Nel 24 Marzo 1944 avvenne l’eccidio delle fosse ardeatine. Come rappresaglia per l’attentato di Via Rasella, nel quale rimasero uccisi trentadue soldati del battaglione “Bozen”, il Comando tedesco decide per l’uccisione di dieci italiani per ogni militare tedesco morto.
Per trovare le vittime della strage si presero i prigionieri politici e comuni di Via Tasso e di Regina Coeli, 65 ebrei e alcuni segnalati. Alcuni prigionieri vennero consegnati ai tedeschi dalla banda guidata dal fascista Pietro Koch mentre altri vennero scelti al termine di un drammatico braccio di ferro tra Herbert Kappler, capo della Gestapo a Roma, e il questore Caruso.
Alla fine vennero sommariamente e barbaramente giustiziate 335 persone e, compiuta la strage, i tedeschi fecero saltare l’ingresso al luogo del massacro nel tentativo di occultare il tutto.
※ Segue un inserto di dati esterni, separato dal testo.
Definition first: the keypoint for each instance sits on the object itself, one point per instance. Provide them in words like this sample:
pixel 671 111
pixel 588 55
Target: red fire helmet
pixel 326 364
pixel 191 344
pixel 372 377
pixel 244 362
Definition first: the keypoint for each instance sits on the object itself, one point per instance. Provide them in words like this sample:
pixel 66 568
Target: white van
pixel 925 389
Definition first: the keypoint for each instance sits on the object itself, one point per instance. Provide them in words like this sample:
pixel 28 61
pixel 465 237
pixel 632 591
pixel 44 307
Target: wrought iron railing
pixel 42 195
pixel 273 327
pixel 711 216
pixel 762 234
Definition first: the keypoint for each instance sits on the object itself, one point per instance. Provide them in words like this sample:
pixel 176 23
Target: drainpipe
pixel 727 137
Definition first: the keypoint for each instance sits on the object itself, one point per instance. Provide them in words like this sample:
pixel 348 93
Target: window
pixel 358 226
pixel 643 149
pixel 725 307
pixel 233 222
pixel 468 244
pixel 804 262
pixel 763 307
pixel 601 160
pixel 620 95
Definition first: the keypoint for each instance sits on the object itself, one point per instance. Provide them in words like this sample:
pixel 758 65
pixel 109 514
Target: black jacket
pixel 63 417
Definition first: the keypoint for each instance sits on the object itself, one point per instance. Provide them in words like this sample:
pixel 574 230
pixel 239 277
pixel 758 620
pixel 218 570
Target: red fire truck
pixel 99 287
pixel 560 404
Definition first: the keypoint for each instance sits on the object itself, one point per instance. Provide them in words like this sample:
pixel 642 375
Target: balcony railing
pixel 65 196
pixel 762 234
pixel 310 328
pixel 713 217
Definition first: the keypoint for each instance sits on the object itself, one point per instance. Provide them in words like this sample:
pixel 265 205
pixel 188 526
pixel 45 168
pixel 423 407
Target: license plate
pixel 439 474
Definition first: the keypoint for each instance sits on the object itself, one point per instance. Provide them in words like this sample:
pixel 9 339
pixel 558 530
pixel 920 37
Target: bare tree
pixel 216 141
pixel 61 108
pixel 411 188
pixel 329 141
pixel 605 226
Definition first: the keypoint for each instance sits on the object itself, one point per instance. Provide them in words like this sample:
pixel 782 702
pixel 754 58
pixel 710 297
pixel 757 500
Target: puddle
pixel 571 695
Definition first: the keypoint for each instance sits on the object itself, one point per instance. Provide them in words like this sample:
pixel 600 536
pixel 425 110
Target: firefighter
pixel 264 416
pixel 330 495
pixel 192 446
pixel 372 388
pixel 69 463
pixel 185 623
Solo dopo la liberazione della capitale fu possibile procedere al recupero e all’identificazione delle salme, di cui nove però rimangono ad oggi non identificate; i più giovani tra i morti furono due ragazzi di quindici anni uno di origini ebraiche l’altro accusato di sabotaggio (per chi volesse approfondire ecco il sito del mausoleo delle Fosse Ardeatine).
Kappler venne condannato da un tribunale militare italiano all’ergastolo per la strage, ma nel 1977 evase con probabilmente la tacita complicità del governo italiano fortemente messo sotto pressione ad opera di quello tedesco.